OpenBLAS icon indicating copy to clipboard operation
OpenBLAS copied to clipboard

Hadamard product?

Open personalityson opened this issue 8 years ago • 27 comments

Elementwise vector product (like dot, but without the reduction to one number) Does it exist?

In MKL its vdMul, in cuBLAS its DHAD (so, not part of the standard BLAS function list)...

Hadamard product is completely central in machine learning, and is the only reason which prevents me from using OpenBLAS...

personalityson avatar Feb 04 '17 18:02 personalityson

Does not exist currently but sounds interesting. Would you happen to have some rough number for the speedup from using MKL compared to just letting a modern compiler optimize a naive implementation ?

martin-frbg avatar Feb 04 '17 19:02 martin-frbg

It used to be in BLAS.... Still in lapack 3.1.1 it will be 3/2 execution time of DOT (3 memory accesses in place of 2 for dot per multiplication), and _dot is only C Probably C macro will perform much better than a function call...

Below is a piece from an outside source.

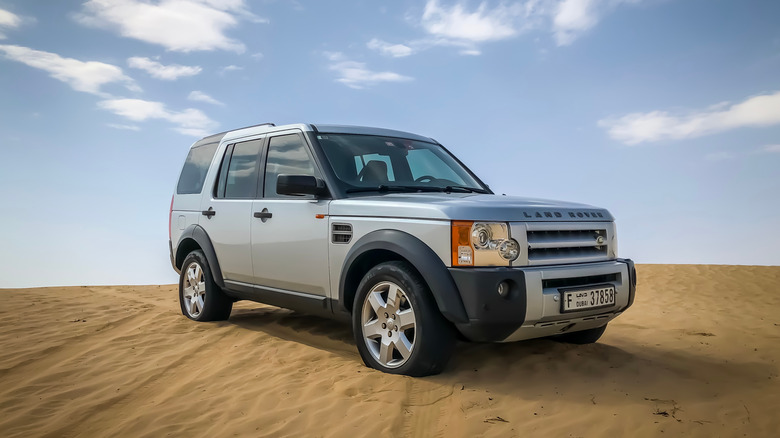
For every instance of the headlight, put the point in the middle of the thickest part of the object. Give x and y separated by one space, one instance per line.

brada4 avatar Feb 04 '17 20:02 brada4

@brada4 the only trace of this function appears to be a spurious entry in the intro_blas1 manpage distributed with lapack 3.1.1

martin-frbg avatar Feb 04 '17 22:02 martin-frbg

Just learned there is a walkaround by using sbmv http://stackoverflow.com/questions/7621520/element-wise-vector-vector-multiplication-in-blas

Elementwise matrix*matrix product would still be nice...

personalityson avatar Feb 04 '17 22:02 personalityson

Not sure abusing sbmv for this would be more efficient than a simple loop over all elements ? BTW the only references for *HAD functions in cuBLAS appear to be people asking if there are any...

martin-frbg avatar Feb 04 '17 23:02 martin-frbg

Now imagine your sbmv multiplying 2 million-element vectors ... There is less wasteful way with _gemv or _gemm (i.e free dimension(s) ==1) (by magnitude slower than a loop) dot is simple loop. I say macro because for small samples library call would be enormous time waste.

brada4 avatar Feb 05 '17 00:02 brada4

less wasteful way with _gemv or _gemm (i.e free dimension(s) ==1)

Please explain... Do you extract the diagonal from the resulting matrix somehow? How is it less wasteful?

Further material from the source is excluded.